One of my favorite glass techniques is creating murrine. I load up a crucible with a carefully designed stack of sheet glass, heat it to 1500 degrees in a kiln with a hole in the bottom, and stand underneath the kiln, pulling the molten glass out into rods about 3/8″ in diameter. As you might guess, this an activity best reserved for cool weather! Once cooled, I chop the cane into short cross-sections, which display the layers of glass like tree rings.
Pulling the glass cane takes a few hours and requires constant attention. You don’t pull it constantly, but you have to give it a gentle tug every 35 seconds or so, which gives you juuuuuust enough time to get distracted between tugs and intentionally leave it for a minute or two. While my goal is to pull rods that are fairly consistent in thickness, of the course of a session, I often end up with several thick globs, reminiscent of deer knees.

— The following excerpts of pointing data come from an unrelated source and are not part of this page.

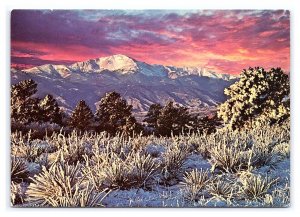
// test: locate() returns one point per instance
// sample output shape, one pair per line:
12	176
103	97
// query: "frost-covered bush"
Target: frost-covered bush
222	188
194	182
173	161
134	172
62	186
18	171
255	187
257	96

Far from being a disappointment, these deer knees afford me a wonderful opportunity to make special components with a very organic feel. I stand them upright in the kiln, with tall sheets of glass among them, and dam them so they settle down into a thick brick of glass when heated. Since the knees are quite irregular in width, the glass flows a lot and makes interesting shapes within the brick. I’ll then slice the brick up on a tile saw to get three-ish fun inserts for use in other works.
The Cobalt Mint Platter is built around two of these inserts, bookended to make a flowing a diamond. On either end of the diamond, I arranged thin strips of creamy vanilla glass on end in a V shape to echo the shape of the central diamond.
In the corners of the platter, you’ll find cross-sections from the same cane pull, arranged chronologically across the platter in the order in which the cane came out of the crucible.
Bring autumn inside! Into the Wood was created for an exhibit at the Howard County Arts Center to celebrate the 250th anniversary of Ellicott City, MD. Artists were invited to make work inspired by artifacts in the collection of the Howard County Historical Society. My bowl was inspired by a carved wood pitcher.
Aiming to create a design reminiscent of tree rings, I combined shards of glass in browns and oranges, with just a hint of black, in a crucible with a hole in the bottom, heated it until the glass was molten and flowed out the bottom of the crucible, and allowed the taffy-like glass to spread across a ceramic shelf in my largest kiln.
The rim gave me an excuse to experiment with a technique I’d long been eyeing! To make the rim, I layered glass powders on a fibrous, flexible surface, doused them in water so they’d stick together, and squeezed and bent the surface to form fissures that reminded me of bark and let both the layers of glass be visible.
The heft of the bowl brings to mind the thick, solid vessel carved from an old-growth tree.